As for the famous Dyson Airblade hand-dryers, they are the most efficient way so far discovered of spreading bacteria and viruses. They blast bacteria-laden droplets of water from wet hands much further even than other electric hand-dryers. If children are around, the hand-dryers are at exactly the right level to blow the bacteria and viruses straight in their faces.

All of the above are well-known facts freely available. It is taking far too narrow a view simply to look at an invention and say it is efficient in its purpose and is a commercial success. Syed needs to step back and see the whole picture.

Indeed, the last chapter of the book is entitled “Coda: The Big Picture”. Here you might hope that Syed would set things to rights with regard to the questions raised above. Far from it; instead he launches on a survey of history... and as he is not a historian, the results are painful. His object is to show what happens when people lose the positive attitude towards mistakes and failure, as part of the creative process.

Unfortunately, the best he can do is parrot Francis Bacon (17th-century philosopher). “As Bacon wrote in Novum Organum (...), ‘The sciences which we possess come for the most part from the Greeks. [But] from all these systems of the Greeks, and their ramifications through particular sciences, there can hardly after the lapse of so many years be adduced a single experiment which tends to relieve and benefit the condition of man.’ This was a truly devastating assessment.” He attributes this to the (clichéd but imaginary) baneful influence of the Church smacking down on anything that questions dogmatic truths, and thus stifling creativity by making people afraid to make mistakes.

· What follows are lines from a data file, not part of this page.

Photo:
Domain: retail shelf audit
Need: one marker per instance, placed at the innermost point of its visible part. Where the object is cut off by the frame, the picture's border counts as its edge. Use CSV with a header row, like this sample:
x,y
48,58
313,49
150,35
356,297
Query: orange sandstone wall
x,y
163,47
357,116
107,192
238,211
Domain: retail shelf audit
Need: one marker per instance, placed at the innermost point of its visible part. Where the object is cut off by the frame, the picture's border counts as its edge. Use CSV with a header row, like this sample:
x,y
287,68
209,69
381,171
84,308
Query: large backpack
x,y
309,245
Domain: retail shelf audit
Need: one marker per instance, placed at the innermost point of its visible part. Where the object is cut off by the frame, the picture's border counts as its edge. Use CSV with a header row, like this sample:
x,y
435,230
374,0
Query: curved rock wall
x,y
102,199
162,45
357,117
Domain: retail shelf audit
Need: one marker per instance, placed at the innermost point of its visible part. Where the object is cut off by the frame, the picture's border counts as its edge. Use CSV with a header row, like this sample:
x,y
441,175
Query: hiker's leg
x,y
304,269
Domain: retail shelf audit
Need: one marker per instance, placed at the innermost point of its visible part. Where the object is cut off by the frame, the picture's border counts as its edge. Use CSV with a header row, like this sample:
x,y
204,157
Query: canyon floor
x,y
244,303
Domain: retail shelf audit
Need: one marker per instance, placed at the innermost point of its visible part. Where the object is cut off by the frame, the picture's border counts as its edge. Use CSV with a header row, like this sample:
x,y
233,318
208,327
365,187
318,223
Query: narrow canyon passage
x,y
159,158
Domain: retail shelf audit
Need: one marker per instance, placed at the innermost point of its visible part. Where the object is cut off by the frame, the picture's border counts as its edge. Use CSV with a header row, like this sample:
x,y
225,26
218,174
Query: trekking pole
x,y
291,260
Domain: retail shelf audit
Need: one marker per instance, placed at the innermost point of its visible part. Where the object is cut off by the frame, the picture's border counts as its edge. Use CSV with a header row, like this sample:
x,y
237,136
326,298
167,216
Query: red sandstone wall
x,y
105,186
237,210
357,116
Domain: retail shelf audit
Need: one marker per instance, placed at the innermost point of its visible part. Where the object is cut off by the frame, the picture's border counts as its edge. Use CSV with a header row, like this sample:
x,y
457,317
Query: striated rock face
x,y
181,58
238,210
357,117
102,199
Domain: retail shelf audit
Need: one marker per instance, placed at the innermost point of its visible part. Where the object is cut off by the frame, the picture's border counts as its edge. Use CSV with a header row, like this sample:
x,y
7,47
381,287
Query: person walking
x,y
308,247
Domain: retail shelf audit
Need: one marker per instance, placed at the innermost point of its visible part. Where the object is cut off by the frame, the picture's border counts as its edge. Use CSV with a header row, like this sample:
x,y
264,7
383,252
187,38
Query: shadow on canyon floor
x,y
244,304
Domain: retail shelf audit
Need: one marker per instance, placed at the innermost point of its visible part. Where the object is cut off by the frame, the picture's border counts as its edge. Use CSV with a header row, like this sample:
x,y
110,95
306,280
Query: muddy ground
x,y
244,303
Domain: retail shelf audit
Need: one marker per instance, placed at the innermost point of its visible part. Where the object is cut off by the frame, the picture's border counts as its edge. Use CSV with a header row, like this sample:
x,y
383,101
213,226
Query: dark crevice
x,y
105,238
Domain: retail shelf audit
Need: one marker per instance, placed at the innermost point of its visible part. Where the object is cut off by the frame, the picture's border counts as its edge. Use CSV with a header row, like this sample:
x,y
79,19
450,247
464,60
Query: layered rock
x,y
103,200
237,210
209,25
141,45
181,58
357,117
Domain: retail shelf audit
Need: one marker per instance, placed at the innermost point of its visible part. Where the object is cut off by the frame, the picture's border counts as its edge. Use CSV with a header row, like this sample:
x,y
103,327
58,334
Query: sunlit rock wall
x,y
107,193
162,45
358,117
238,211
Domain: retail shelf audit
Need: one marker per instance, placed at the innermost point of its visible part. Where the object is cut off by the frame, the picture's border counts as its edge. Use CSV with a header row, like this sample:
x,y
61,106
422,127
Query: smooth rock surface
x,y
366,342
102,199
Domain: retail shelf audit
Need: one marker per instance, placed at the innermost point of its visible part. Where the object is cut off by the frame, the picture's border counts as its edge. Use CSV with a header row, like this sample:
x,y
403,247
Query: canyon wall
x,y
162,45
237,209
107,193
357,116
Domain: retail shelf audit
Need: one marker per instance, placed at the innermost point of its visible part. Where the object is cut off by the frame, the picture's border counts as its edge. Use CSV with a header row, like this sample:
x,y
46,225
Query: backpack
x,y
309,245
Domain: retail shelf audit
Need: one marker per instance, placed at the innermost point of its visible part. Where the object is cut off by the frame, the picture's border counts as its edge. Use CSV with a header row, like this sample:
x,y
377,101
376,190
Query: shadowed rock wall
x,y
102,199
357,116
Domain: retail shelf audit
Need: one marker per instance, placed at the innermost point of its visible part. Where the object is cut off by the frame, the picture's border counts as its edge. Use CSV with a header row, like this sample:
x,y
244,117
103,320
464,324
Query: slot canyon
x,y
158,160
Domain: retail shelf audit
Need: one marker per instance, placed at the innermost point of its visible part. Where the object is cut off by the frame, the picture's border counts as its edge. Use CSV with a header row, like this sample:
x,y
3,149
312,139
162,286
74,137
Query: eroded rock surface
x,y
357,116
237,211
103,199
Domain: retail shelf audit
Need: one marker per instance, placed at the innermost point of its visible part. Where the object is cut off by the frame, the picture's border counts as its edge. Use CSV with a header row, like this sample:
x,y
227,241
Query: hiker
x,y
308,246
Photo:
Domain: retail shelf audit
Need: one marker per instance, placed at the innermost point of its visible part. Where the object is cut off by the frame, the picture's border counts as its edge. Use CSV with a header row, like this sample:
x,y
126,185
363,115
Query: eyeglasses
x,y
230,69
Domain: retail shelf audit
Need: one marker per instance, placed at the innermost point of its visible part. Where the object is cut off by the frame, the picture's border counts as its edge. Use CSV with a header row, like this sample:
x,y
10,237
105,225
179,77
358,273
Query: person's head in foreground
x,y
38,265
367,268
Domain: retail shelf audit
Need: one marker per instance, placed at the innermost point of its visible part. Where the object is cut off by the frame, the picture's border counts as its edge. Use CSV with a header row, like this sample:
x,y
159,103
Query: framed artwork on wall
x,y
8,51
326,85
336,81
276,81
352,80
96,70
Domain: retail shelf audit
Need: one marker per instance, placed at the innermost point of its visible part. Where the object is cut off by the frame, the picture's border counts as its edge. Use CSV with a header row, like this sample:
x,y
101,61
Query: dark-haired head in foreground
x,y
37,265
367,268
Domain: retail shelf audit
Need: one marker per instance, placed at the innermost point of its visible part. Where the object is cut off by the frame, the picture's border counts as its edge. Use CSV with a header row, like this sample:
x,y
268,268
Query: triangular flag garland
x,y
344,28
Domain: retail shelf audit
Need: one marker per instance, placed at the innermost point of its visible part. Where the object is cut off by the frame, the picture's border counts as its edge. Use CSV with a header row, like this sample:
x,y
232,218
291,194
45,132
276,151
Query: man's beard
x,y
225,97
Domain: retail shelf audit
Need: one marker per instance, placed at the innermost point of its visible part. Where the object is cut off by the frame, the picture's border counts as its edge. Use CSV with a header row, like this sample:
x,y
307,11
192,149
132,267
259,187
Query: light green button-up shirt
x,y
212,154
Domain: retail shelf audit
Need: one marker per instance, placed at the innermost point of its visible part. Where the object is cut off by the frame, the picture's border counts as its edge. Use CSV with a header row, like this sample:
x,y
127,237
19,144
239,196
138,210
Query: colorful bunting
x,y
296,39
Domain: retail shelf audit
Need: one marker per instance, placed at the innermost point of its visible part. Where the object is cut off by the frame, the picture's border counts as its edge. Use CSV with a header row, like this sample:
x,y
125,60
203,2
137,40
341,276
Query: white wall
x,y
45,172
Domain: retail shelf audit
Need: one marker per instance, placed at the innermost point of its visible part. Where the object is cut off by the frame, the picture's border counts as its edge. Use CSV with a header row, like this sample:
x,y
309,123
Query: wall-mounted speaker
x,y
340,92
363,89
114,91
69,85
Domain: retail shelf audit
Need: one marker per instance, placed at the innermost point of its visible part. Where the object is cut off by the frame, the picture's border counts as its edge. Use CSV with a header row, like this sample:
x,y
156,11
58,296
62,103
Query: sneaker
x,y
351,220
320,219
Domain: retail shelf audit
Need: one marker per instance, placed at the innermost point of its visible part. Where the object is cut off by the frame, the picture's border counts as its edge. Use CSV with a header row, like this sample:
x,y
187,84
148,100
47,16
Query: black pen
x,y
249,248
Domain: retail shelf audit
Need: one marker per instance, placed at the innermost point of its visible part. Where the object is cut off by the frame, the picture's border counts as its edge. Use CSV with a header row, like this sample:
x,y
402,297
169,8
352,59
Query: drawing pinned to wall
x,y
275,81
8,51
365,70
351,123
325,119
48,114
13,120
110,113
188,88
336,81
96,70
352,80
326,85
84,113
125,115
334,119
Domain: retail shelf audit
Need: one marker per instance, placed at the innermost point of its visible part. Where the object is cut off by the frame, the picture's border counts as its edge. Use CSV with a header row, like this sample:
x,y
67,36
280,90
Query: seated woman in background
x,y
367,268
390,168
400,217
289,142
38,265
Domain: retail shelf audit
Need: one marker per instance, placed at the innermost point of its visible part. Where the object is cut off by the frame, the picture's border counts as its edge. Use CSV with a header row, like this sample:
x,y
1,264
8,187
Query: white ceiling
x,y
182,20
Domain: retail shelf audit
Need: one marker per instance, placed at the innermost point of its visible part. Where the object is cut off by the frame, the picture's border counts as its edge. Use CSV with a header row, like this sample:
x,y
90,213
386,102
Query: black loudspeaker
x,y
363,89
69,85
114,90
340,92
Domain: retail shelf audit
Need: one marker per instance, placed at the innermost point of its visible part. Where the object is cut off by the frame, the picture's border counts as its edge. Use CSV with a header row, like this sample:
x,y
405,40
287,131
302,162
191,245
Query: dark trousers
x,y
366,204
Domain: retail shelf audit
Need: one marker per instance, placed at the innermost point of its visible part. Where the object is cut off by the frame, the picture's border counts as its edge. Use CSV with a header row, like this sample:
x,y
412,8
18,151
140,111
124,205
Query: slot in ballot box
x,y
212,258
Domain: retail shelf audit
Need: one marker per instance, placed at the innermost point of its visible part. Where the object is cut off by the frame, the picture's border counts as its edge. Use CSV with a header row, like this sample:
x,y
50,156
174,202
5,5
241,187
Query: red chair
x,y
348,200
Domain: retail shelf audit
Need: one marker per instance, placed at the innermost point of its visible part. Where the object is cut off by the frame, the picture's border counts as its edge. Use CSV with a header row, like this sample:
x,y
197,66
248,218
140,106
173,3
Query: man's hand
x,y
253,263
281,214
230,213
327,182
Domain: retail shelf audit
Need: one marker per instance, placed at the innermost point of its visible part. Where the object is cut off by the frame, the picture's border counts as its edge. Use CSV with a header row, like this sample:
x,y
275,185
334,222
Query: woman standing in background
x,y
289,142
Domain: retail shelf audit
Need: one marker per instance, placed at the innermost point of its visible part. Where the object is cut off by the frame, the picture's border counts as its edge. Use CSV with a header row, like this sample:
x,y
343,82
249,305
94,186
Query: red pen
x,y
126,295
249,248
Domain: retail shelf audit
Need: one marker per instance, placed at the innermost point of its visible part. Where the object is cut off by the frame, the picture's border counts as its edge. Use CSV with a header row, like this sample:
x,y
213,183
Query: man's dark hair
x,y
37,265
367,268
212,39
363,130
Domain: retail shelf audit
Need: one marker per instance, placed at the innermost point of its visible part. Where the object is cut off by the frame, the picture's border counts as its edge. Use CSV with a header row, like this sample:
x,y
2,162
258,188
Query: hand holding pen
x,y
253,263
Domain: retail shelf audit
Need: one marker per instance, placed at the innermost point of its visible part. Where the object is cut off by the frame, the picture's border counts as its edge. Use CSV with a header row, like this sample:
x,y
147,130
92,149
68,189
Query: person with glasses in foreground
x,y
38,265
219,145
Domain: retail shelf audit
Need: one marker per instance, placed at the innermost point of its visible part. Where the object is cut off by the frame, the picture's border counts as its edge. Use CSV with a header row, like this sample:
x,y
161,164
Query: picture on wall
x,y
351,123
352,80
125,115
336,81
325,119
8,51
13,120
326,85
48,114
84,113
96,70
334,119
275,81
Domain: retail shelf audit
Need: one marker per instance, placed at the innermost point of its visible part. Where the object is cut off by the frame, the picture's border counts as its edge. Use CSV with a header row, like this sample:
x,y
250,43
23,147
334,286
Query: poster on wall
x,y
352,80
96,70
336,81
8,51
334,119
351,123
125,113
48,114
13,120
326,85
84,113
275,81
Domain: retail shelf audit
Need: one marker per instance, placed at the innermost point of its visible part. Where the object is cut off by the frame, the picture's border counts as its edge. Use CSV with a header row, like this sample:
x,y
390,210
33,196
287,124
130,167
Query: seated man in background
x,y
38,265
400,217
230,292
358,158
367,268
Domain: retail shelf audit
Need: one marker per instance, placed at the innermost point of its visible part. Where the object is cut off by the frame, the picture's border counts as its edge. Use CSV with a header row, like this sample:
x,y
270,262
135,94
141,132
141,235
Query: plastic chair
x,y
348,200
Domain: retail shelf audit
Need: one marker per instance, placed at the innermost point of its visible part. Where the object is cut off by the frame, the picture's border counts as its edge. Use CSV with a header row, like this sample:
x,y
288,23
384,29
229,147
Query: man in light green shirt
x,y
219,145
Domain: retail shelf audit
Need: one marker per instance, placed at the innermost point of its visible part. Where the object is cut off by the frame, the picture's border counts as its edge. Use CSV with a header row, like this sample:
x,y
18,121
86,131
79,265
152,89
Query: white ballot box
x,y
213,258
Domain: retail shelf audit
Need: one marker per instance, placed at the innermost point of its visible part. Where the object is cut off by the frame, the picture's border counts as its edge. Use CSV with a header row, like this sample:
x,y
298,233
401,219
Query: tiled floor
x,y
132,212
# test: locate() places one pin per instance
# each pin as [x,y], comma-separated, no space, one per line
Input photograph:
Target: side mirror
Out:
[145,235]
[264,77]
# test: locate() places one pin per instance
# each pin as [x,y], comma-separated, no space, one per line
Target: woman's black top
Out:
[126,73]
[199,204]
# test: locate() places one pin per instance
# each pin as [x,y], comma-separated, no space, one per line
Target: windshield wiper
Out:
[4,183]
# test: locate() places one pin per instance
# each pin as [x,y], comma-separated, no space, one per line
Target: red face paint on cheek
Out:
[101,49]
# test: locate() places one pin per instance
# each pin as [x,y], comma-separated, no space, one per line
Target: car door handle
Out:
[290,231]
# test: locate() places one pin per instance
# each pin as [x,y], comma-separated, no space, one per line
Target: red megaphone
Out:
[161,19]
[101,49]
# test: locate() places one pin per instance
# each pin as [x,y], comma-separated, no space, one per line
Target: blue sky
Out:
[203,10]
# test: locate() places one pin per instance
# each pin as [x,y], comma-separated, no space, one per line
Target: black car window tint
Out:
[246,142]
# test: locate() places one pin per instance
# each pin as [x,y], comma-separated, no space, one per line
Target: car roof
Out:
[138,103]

I am not using the word “parrot” to be rude: Syed appears to have no knowledge of history so he simply repeats what Bacon said, without taking the trouble to think any further. Bacon said that there were no scientific discoveries that benefited mankind between the classical Greek period and the 17th century. Syed unreflectingly takes this as fact. Strangely enough, though, he has already referred to the invention of printing on p. 213: “... this act of connectivity is another central feature of innovation. Johannes Gutenberg invented mass printing by applying the pressing of wine [Syed means grapes] (...) to the pressing of pages.” In fact, an interesting example of cognitive dissonance...

If he had thought a little, he would have realised that the Romans were, among other things, incredible engineers, and the Middle Ages were hugely creative and inventive, with the flourishing of sculpture, painting, poetry and other literature, architecture, textiles, law, stained glass and glassworking, and much more – even if he looked no further than Europe. So this is not all “science”? But it certainly falls within Syed’s own terms of reference and certainly benefited mankind. And as he himself is ready to recognise when it suits him, invention and creativity are an organic process.

The kindest thing to think about all this was that Syed was simply in such a hurry to get his book finished that he did not stop to think about what he was writing. As a concluding chapter, however, it leaves the reader deeply unsatisfied.